Abstract 416P
Background
Head and neck cancer is one of the most common malignancies in India, with the highest incidence worldwide. Our aim was to study head and neck sarcomas- tumor types, their treatment strategies, recurrence patterns and survival in patients treated in a tertiary centre in the densely populated Northern India.
Methods
This is a retrospective study of a prospectively maintained database. Patients treated between January 2011- June 2016 at the centre were included. Surgical treatment was wide excision (aim was to get disease free margins within the restrictions of the region). Chemotherapy was mainly doxorubicin-based with drugs like cisplatin, ifosfamide, etoposide, vincristine and cyclophosfamide added as per the histology. Radiotherapy was given as part of the curative treatment in Ewing’s sarcoma. Adjuvant radiation therapy was given in close/involved margins or locally advanced disease in other histologies. Patients with distant or locally advanced disease underwent multimodal management.
Results
The study included 29 cases.

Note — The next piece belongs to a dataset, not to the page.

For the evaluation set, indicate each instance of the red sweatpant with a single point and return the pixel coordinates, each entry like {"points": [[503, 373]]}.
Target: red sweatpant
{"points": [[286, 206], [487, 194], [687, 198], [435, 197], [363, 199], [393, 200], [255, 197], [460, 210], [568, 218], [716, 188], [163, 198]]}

Histologies were varied, with the most common type being osteosarcoma, followed by chondrosarcoma. Ewing’s sarcoma, pleomorphic sarcoma and spindle cell sarcoma were the other common types. Most common site of involvement was mandible. Surgery was done in 68.9% (n = 20). High grade disease was seen in 22 patients (75.9%). Margins were clear in 17 patients (80.9%); close margins were documented in 4 patients (19%). Locoregional and distant recurrences occurred in 15% (n = 3) & 10% (n = 2), respectively. Factors affecting the risk of recurrence are high grade, close margins and locally advanced disease. However there is no influence of size, grade or margin status on survival. Median survival was 33 months. The 3 year disease free survival was 52% (95% CI- 0.44-0.83).
Conclusions
Head and neck sarcoma is a rare heterogeneous group in one of the commonest sites of malignancy in India. Apart from appropriate identification of the cases, the better chance of survival is provided by an expert unit with multidisciplinary management, and chance of surgical salvage in case of recurrence.
Clinical trial identification
Editorial acknowledgement
Legal entity responsible for the study
The authors.
Funding
Has not received any funding.
Disclosure
All authors have declared no conflicts of interest.